WHAT WE HAVE ACHIEVED
This approach seems to be paying off. To date, we have 4,200 registered improvements in our IOW Portal, worth over €15 million (just counting the first 12 months following the conclusion of the improvement project). Overall, we calculate that we have reallocated almost 10% our time to more value-adding activities. All of this has been achieved without any external help for the past five years, because we have grown to understand that we are the specialists when it comes to solving our problems.

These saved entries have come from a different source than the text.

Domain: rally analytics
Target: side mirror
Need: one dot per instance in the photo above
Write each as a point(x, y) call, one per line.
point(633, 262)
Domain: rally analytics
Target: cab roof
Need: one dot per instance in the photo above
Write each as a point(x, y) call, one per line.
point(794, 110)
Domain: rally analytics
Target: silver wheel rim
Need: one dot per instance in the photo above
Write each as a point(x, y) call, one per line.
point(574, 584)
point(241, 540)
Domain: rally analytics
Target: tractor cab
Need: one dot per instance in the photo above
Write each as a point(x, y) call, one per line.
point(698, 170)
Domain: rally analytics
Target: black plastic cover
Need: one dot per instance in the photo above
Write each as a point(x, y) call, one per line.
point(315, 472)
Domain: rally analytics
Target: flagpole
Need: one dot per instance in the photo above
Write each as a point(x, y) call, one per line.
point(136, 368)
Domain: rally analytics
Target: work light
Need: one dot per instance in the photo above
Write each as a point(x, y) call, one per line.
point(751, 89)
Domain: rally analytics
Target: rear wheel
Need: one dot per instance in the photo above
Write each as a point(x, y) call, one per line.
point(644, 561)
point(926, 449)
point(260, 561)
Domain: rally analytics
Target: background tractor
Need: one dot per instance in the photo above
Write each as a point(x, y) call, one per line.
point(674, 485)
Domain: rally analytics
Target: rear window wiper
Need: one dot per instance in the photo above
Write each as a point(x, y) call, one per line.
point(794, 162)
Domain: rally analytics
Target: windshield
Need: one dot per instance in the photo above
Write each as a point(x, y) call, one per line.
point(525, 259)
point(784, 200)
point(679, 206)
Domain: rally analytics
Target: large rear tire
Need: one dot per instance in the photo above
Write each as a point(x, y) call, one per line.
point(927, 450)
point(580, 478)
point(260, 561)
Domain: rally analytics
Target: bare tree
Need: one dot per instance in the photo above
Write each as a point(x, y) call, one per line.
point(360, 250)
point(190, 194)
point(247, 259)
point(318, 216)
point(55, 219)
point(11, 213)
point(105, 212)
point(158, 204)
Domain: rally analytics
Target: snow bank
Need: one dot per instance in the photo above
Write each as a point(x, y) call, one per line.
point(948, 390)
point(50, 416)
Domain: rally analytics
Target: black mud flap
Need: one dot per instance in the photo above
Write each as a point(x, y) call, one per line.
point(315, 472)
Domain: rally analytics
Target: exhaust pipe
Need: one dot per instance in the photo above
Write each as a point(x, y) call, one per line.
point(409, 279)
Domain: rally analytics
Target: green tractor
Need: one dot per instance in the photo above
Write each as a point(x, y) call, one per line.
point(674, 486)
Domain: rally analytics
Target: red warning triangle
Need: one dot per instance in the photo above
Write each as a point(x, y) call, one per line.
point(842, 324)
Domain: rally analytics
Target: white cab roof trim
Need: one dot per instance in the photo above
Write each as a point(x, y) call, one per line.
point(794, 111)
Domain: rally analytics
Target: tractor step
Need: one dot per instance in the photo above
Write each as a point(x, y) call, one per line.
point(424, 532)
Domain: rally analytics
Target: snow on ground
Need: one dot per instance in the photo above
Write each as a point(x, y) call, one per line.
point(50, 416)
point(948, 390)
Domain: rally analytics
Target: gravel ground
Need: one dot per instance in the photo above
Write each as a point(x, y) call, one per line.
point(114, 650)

This is particularly visible in our management of the Covid-19 pandemic, during which we were required to substantially reduce the activity in our centers and offices and dealt with a tremendous amount of uncertainty and concerns. Among the hundreds of initiatives we developed internally in the past two months, I would highlight two: launching e-comm platforms within the websites of the shopping centers we own or manage on behalf of others in a very short time, thus creating an additional revenue stream for tenants that were quite often exclusively dependent on their in-person sales; and, supporting our tenants with the setup of their home delivery schemes and drive-thrus, to ensure that their clients received their parcels as soon as possible.

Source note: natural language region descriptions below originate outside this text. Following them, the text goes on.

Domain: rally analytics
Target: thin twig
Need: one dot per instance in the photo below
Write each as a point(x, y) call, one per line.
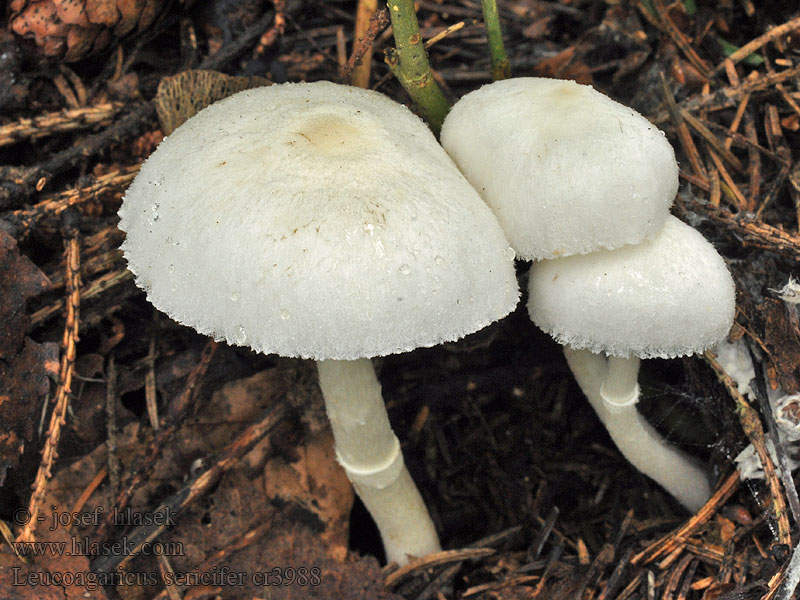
point(72, 259)
point(408, 62)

Eight years into our lean transformation, and after implementing these initial improvements, our challenge is to continue to look forward and think outside of the box to find more and more opportunities to create value and provide new services for our customers.
Sonae Sierra’s Improving Our Work program was designed for those who want to change things and realize the ball is in their court and no one else’s. We truly believe it’s our job to give every person working at Sonae Sierra the tools and knowledge they need to make a different every day. And that means making continuous improvement as natural as breathing for us all.
Bruno Moura is Head of Continuous Improvement at Sonae Sierra in Portugal.